教育の視点から愛玩動物看護師の可能性を考える Vol.7【最終回】

獣医療において愛玩動物看護師の革命は起こるのか?
プロフェッショナルインタビューシリーズ


ゲスト

・福山貴昭(ヤマザキ動物看護大学動物看護学部 准教授、博士(学術)、愛玩動物看護師)


■もっと付加価値を高め、1円でも多く給料が貰えるように! 続き


生田目:まずは動物看護師という職域を作り出すことで役割を明確にすることができますね。先生のお話を聞いていて、地方での獣医師不足問題の解消という積極的な貢献が、動物看護師の社会での受け入れ方を大きく変える可能性があると感じました。


福山:必ず変わると思います。動物看護師が中心になって動くような体制に変わっていくのは、まずはニーズの大きい地方の産業動物関連からだろうと予想しています。

また、生田目さんがおっしゃった「役割」は非常に重要です。私は獣医療チームには上下関係ではなく「役割分担」が存在していると考えます。この「役割分担」があるから、チームワークが良くなって、それぞれに活躍の場が生まれてくるのです。


生田目:ありがとうございます。社会的ニーズに対応して動物看護師が携わることのできる領域が広がれば、本当に1円でも多く給料を上げることができますね。


最後に教育者としての観点から、動物病院や関連企業、教育機関がそれぞれどのような活動をしていけば、より愛玩動物看護師の可能性を広げていけると思いますか?


福山:そうですね。愛玩動物看護師としての可能性を拡大させるためには、世の中の皆さんのニーズに応え、そこで結果を出すことが全てではないでしょうか。自ら方向性などを論じるのもいいのですが、畜産業者さんなど動物看護師に新しい可能性を感じている側から教育現場や、環境省と農林水産省などの所轄官庁に要望を上げていただきたいですね。

それに合わせて教育現場が動いていけば、私たちが考えもしなかった活躍の場が生まれるのではないかと思っています。関係者も何か動物看護師に新しい可能性を感じたら、逆に私にどんどん教えていただきたいです。


生田目:ありがとうございます。これからますます彼らの活躍の場が増え、獣医療の発展に寄与してくれることを願います。今回は大変貴重なお話をありがとうございます。

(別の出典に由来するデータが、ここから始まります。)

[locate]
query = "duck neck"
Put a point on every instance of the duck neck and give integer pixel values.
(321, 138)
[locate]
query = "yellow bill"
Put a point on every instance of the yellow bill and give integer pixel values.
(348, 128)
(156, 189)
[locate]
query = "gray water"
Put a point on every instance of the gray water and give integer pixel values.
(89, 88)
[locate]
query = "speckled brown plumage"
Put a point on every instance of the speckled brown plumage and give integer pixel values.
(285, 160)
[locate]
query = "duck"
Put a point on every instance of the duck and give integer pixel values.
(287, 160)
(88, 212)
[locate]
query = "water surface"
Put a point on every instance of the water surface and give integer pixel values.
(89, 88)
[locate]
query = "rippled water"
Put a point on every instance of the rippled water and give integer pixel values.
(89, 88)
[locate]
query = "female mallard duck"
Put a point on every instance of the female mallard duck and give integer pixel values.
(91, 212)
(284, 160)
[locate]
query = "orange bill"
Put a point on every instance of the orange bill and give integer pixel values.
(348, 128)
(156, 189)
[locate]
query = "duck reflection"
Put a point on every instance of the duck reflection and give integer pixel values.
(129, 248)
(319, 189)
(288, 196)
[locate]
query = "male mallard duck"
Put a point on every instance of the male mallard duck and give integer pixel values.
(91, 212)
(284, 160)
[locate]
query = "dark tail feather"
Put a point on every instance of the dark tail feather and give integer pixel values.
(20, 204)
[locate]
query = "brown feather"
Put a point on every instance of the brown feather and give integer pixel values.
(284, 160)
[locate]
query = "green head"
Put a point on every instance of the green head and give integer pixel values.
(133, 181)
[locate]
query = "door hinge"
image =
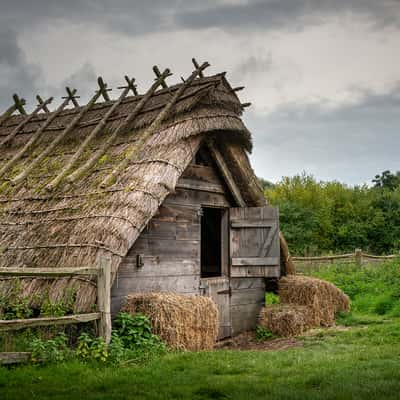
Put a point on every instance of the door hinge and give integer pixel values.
(226, 291)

福山:こちらこそ、ありがとうございます。ぜひこれからも、いろいろとご協力し、業界を盛り上げていければと思います。



福山 貴昭(ふくやま たかあき)

  • ヤマザキ動物看護大学動物看護学部 准教授、博士(学術)
  • 愛玩動物看護師
  • ドッググルーミングスペシャリスト
  • SFSPCAヒアリングドッグトレーナー


動物看護の視点からイヌの品種やケアについて研究。犬種図鑑の監修などを手がける。年齢に応じたケアから災害時におけるケア方法まで、ペットと共生するために必要な健康管理を含めたケアの重要性を研究している。著書に『明るい老犬生活 今日からできる頑張りすぎない12のこと』など。昨今はTVメディアで活躍。